When a particular process or application has been determined to be a CPU bottleneck, it is necessary to determine where (and why) it is spending its time.

Figure 9-3 shows the method for investigating a processs CPU usage.

Figure 9-3.

Go to Section 9.5.1 to begin the investigation.

9.5.1. Is the Process Spending Time in User or Kernel Space?

You can use the time command to determine whether an application is spending its time in kernel or user mode. oprofile can also be used to determine where time is spent. By profiling per process, it is possible to see whether a process is spending its time in the kernel or user space.

If the application is spending a significant amount of time in kernel space (greater than 25 percent), go to Section 9.5.2. Otherwise, go to Section 9.5.3.

9.5.2. Which System Calls Is the Process Making, and How Long Do They Take to Complete?

Next, run strace to see which system calls are made and how long they take to complete. You can also run oprofile to see which kernel functions are being called.
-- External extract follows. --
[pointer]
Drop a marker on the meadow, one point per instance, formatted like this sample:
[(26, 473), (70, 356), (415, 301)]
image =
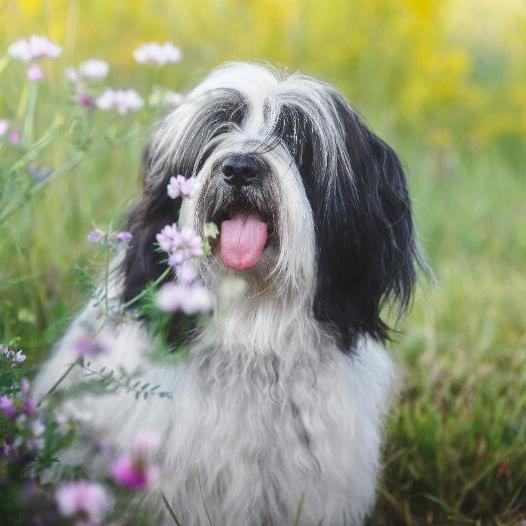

It may be possible to increase performance by minimizing the number of system calls made or by changing which systems calls are made on behalf of the program. Some of the system's calls may be unexpected and a result of the application's calls to various libraries. You can run ltrace and strace to help determine why they are being made.

Now that the problem has been identified, it is up to you to fix it. Go to Section 9.9.

9.5.3. In Which Functions Does the Process Spend Time?

Next, run oprofile on the application using the cycle event to determine which functions are using all the CPU cycles (that is, which functions are spending all the application time).

Keep in mind that although oprofile shows you how much time was spent in a process, when profiling at the function level, it is not clear whether a particular function is hot because it is called very often or whether it just takes a long time to complete.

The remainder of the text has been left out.